Jordi Virallonga, Fa triste

di Ivan Fassio


“Le città esistono dovunque” scrive Jordi Virallonga in una poesia, “Grammatica”, che potremmo definire “pro-grammatica” all'interno della raccolta “Fa Triste”, recentemente pubblicata da Sentieri Meridiani Edizioni nella traduzione di Emilio Coco.
Le città, come prodotto conclusivo di un processo di presa di coscienza sociale, rappresentano il punto di partenza di una realtà fondata sullo scambio. Tale scambio, analizzato nelle strutture capitalistiche che regolano il mondo occidentale contemporaneo, non è equo. Da qui, la condizione “spaesata” dell'intellettuale, in bilico tra attaccamento e recupero della tradizione e critica ai valori della modernità.
Virallonga sceglie – analiticamente – di lavorare sulle strutture. Lo fa attingendo, problematicamente, dal dibattito novecentesco su urbanistica, paesaggio e architettura. Ogni poeta vive la geografia del mondo che lo circonda accompagnato da una scissione esistenziale: la distanza tra la razionalità dello studioso e l'incompatibilità spirituale con i meccanismi sociali.
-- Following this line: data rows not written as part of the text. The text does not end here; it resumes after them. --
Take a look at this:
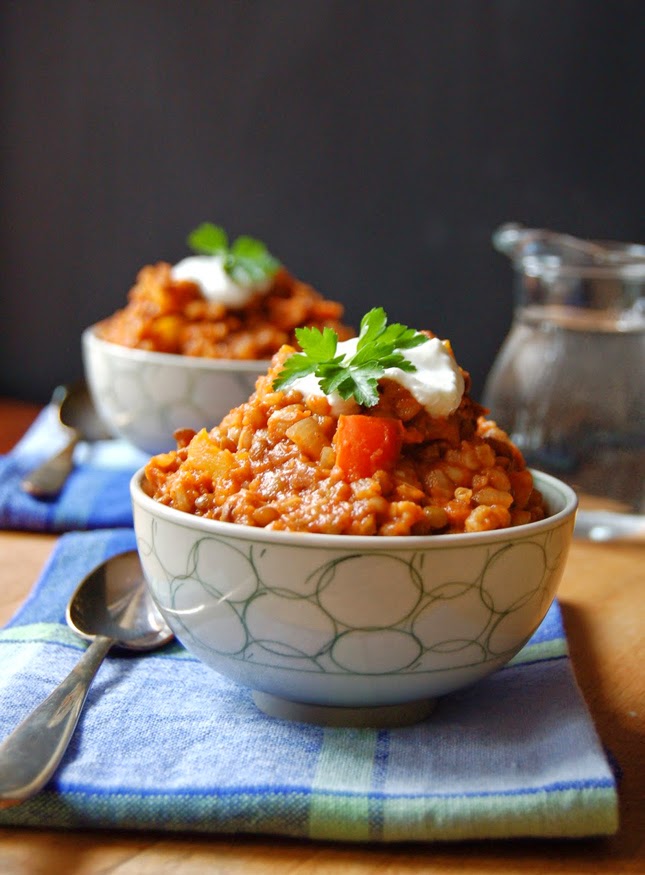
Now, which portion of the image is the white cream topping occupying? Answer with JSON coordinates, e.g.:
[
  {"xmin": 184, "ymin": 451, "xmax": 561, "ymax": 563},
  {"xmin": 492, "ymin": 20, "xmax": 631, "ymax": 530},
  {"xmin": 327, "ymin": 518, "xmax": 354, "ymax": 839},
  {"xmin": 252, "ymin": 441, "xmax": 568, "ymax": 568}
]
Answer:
[
  {"xmin": 170, "ymin": 255, "xmax": 271, "ymax": 307},
  {"xmin": 291, "ymin": 337, "xmax": 465, "ymax": 416}
]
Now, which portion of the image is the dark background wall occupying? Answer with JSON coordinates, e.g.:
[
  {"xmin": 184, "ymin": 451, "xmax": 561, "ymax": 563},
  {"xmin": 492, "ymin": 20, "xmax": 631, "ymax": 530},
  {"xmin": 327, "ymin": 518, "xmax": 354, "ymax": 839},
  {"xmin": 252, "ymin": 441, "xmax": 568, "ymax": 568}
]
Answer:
[{"xmin": 0, "ymin": 0, "xmax": 645, "ymax": 401}]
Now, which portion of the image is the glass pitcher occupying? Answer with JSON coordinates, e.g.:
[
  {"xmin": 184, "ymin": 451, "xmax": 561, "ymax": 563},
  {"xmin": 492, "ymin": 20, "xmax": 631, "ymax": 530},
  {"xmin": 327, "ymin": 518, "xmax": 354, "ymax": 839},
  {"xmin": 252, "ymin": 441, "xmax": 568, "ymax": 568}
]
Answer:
[{"xmin": 483, "ymin": 225, "xmax": 645, "ymax": 513}]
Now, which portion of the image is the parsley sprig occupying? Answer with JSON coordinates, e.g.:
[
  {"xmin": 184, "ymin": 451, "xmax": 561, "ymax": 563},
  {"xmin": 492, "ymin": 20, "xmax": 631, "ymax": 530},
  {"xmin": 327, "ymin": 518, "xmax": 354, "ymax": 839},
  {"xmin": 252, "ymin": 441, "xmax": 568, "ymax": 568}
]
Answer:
[
  {"xmin": 187, "ymin": 222, "xmax": 280, "ymax": 286},
  {"xmin": 273, "ymin": 307, "xmax": 428, "ymax": 407}
]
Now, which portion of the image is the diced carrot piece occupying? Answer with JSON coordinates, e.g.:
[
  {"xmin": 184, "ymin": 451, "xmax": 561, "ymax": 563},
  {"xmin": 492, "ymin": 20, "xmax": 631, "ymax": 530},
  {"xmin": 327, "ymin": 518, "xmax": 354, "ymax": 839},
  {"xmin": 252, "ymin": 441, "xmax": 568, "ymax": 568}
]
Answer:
[{"xmin": 334, "ymin": 414, "xmax": 403, "ymax": 480}]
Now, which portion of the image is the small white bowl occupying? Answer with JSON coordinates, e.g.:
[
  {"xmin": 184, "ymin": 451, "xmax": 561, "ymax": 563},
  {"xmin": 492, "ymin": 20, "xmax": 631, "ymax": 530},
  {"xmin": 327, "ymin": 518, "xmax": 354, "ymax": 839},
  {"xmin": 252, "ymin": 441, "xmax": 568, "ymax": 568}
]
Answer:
[
  {"xmin": 131, "ymin": 471, "xmax": 577, "ymax": 726},
  {"xmin": 82, "ymin": 326, "xmax": 269, "ymax": 455}
]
Citando un altro titolo all'interno della raccolta, “Mimesi dell'Architetto”, potremmo parlare di divario tra progettualità dettata da esigenze economiche di praticità e convivenza e constatazione delle reali necessità esistenziali dell'uomo.
La casa, la città, l'insieme delle relazioni, ogni cosmo e ogni microcosmo conservano l'intelaiatura del rapporto di convenienza tra le parti, ma rivelano l'arbitrarietà delle consuetudini. Sono “fatti che si spiegano con un'equazione matematica” che, tuttavia, esprimono in superficie tutto il disagio della civiltà contemporanea. Che cosa fa, dunque, il poeta? Si dispera, ma di una disperazione cauta. Si rattrista in coscienza, saldo e consapevole di creare – post-modernisticamente - lamentazioni, critiche, invettive. Sa che dovrebbe “sperare che l'abitudine funzioni”. Praticando il corpo di quest'abitudine, la seziona anatomicamente, come se si trattasse di un'autopsia necessaria a chiarire le cause di n decesso. Così, in”Anatomia della Speranza”, il “dolore perverte qualcosa di questo piacere di civile uguaglianza”. Il desiderio rende l'uomo disposto a tutto, in una maniacale volontà di “potere”: possibile scavalcamento di ogni regola di convivenza con il prossimo...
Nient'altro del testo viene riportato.